We were in the public bar of one of the few remaining pubs not converted into flats in this quiet part of North London. My friend Danny told me I didn’t need to worry all that much about how to go about renting out the three bed flat that I used to live in with my family. “A lick of paint, a couple of new kitchen appliances and sort out the bathroom so that your new tenants don’t flood the floor when they have a shower and you’re good to go! There’s nothing much else to think about.”

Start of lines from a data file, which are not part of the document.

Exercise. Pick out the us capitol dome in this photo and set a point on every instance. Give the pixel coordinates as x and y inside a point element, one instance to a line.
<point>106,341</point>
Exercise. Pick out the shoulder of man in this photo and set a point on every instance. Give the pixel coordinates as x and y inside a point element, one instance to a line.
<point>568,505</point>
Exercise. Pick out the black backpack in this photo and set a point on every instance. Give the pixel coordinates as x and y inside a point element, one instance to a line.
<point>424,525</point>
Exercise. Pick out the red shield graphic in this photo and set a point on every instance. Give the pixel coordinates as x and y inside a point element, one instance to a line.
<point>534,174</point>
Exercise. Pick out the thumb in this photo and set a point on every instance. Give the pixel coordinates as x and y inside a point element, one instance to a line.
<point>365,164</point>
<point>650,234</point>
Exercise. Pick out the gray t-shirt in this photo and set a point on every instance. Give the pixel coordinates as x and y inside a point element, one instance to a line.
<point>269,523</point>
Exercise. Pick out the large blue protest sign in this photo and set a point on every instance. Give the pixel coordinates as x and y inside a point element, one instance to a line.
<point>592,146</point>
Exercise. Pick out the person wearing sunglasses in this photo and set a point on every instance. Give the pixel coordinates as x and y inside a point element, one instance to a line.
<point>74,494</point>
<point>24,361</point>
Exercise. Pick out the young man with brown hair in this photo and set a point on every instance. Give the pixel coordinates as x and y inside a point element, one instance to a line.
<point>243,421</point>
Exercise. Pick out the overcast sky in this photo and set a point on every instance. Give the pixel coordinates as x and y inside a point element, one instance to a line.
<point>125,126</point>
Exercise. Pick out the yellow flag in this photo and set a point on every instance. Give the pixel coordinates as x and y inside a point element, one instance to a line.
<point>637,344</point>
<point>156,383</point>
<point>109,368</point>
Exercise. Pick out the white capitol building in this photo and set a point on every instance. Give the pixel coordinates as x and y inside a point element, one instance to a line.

That is what a friend said.
If only it were that easy. Be very careful when taking at face value what a friend said. Years ago, just before we moved in, I had spent a fortune refurbishing the old place (a nice maisonette at the back of a shopping parade) and now with the flat to rent ads up on rightmove and zoopla, I was worried about actual physical parts of the place that might not be up to scratch. Things like a bit of threadbare carpet on the stairs and a couple of broken drawers in a dresser in the largest bedroom. Does it need a lick of paint? Should I change the battery in the smoke alarm? How furnished does “furnished” mean?

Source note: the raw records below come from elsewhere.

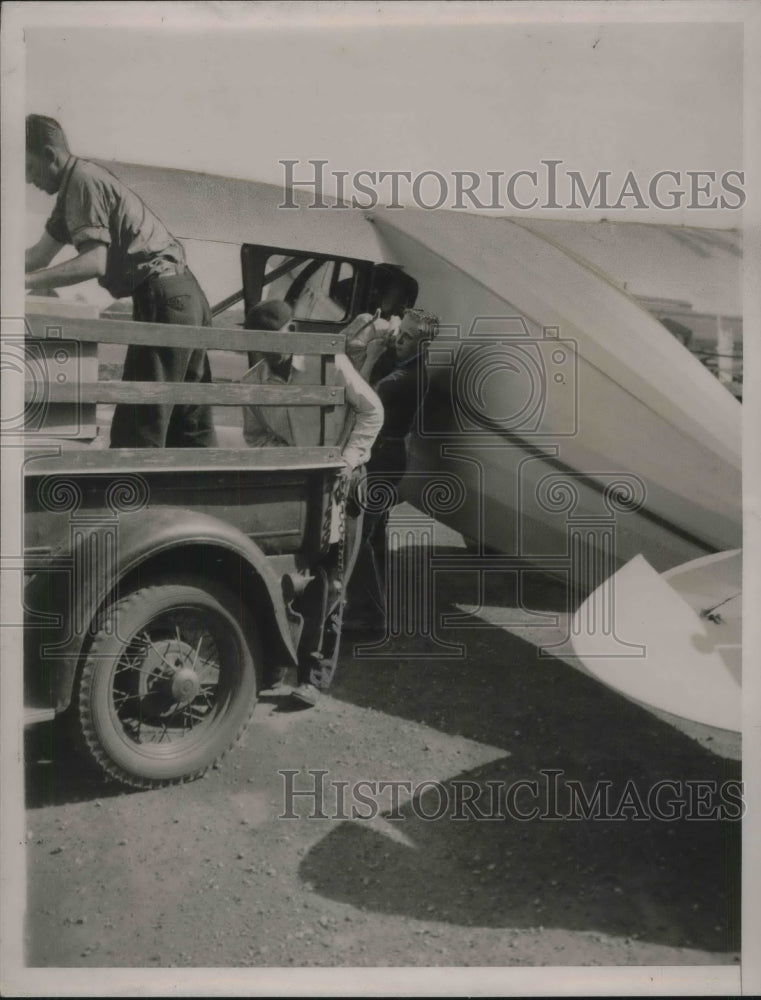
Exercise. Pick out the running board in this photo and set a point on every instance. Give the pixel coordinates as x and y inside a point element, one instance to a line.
<point>33,715</point>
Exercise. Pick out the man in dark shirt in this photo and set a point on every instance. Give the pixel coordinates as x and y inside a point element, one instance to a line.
<point>401,392</point>
<point>128,249</point>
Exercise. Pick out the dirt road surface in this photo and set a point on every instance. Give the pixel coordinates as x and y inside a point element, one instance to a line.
<point>210,874</point>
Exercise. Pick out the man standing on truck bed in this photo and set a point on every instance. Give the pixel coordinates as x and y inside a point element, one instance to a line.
<point>130,252</point>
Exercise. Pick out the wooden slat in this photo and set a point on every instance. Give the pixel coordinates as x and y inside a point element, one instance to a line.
<point>172,393</point>
<point>127,331</point>
<point>146,460</point>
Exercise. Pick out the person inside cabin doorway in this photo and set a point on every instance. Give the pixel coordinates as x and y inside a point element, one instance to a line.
<point>401,392</point>
<point>130,252</point>
<point>272,426</point>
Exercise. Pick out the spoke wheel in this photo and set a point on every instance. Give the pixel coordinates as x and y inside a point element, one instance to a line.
<point>169,684</point>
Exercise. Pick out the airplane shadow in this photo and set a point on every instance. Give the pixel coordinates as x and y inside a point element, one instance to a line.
<point>670,881</point>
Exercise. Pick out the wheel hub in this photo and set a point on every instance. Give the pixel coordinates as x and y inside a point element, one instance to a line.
<point>185,685</point>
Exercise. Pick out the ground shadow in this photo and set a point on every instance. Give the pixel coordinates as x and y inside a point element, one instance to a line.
<point>670,881</point>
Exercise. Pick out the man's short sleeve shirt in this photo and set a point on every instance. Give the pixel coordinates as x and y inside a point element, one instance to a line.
<point>93,205</point>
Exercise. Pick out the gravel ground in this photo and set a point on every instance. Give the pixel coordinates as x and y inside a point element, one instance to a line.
<point>210,874</point>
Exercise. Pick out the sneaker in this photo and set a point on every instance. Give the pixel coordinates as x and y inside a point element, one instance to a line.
<point>274,678</point>
<point>306,693</point>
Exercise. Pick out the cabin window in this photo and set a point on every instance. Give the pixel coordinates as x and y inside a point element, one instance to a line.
<point>320,289</point>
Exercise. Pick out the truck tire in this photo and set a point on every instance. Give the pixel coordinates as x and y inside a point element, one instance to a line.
<point>169,683</point>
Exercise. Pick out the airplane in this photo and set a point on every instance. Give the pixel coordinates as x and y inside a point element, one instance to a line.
<point>584,390</point>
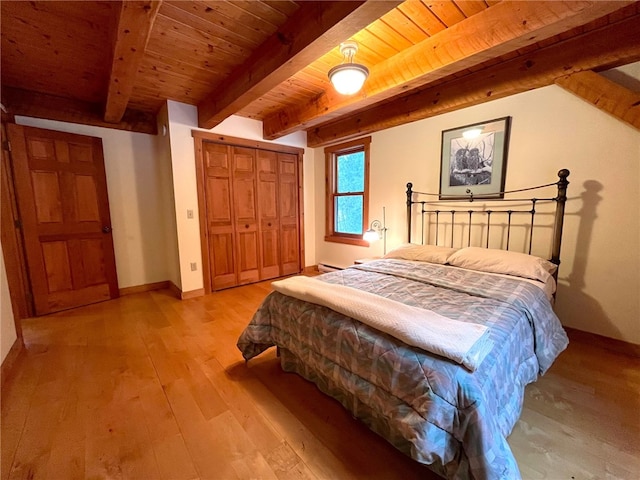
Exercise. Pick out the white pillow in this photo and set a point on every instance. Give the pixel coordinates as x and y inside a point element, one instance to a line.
<point>503,261</point>
<point>422,253</point>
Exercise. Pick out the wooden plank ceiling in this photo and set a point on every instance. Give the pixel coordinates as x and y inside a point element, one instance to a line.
<point>115,64</point>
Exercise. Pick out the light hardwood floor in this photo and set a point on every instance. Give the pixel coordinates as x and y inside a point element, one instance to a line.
<point>150,387</point>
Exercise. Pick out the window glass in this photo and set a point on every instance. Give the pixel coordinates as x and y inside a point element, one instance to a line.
<point>349,214</point>
<point>347,194</point>
<point>350,174</point>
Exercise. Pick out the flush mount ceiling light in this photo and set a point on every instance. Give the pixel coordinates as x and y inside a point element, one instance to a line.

These are all legitimate concerns (for another time). The elephant in the room that I am alluding to is something far more likely to cause anxiety and what my friend actually said turned out to be unjustifiably reassuring. Let me explain.
The simple case is that I could be renting it out to John and Janet Smith and their son Peter, and then it’s just a simple rental situation. No special status or anything that needs to be addressed with any remedial building work, new furniture, administrative tasks or fees. It could be said, in this instance, that my friend’s throwaway comment was accurate.
Another possibility though is that the flat, when rented out, could turn out to fit the characteristics of an HMO – a house in multiple occupation.
This would come about when, say, three young friends who met at university, decide they want to share my place because it’s handy for the tube and their active social life, and we have a completely different scenario. You see, now we have people from more than one household. The three friends are not related so each one counts as an individual household. This is crucial because the definition of an HMO hinges on there being at least two households present in the arrangement.
Indeed, the definitions also sub-divide in that three or four tenants forming at least two households is one category of a licence that you require (“Additional HMO Licence”) and five people upwards up as far as nine, with more than one household is another category (“Mandatory HMO Licence”). In either instance, you get the licence for your HMO from your local authority. It is a lot of irritating administrative hassle and a not inconsiderable sum in licence fees. There is also some remedial work necessary in the property. If you don’t get the appropriate licence, you can be fined up to £30,000. It isn’t just a slap on the wrist!
Take one council that I know well, Haringey, in North London. You have to go on their website and answer various questions about your property including how many bedrooms, how big they are, how many storeys in the building, how many occupants, what fire precautions you have in place, and upload various documents like gas certificates and floor plans. At the time of this blog post the cost of both types of licences is £500 at application and a further £600 taken before the licence is issued (ie. £1,100) and this lasts for five years.
On top of the licensing requirement, the property needs to adhere to a minimum level of fire prevention which includes at least a fire door for the kitchen (I ended up fitting them for all rooms), a fire blanket in the kitchen, a multi-purpose fire extinguisher at each level of the property (my place was on two storeys so I needed one for each), smoke detecting alarms wired into the mains at each level (this is for non-HMO too), a wired in carbon monoxide alarm in the kitchen if there is a gas boiler there (again, not just HMO) and an emergency lighting system in the hallways in case electrical supply is lost.
In answer to Danny, yes, renting out a property is simple. To a point…
Get professional advice. Check online, using reputable sources. Never rely on what someone has heard from someone else. Don’t take a friend’s opinion as something to be counted on.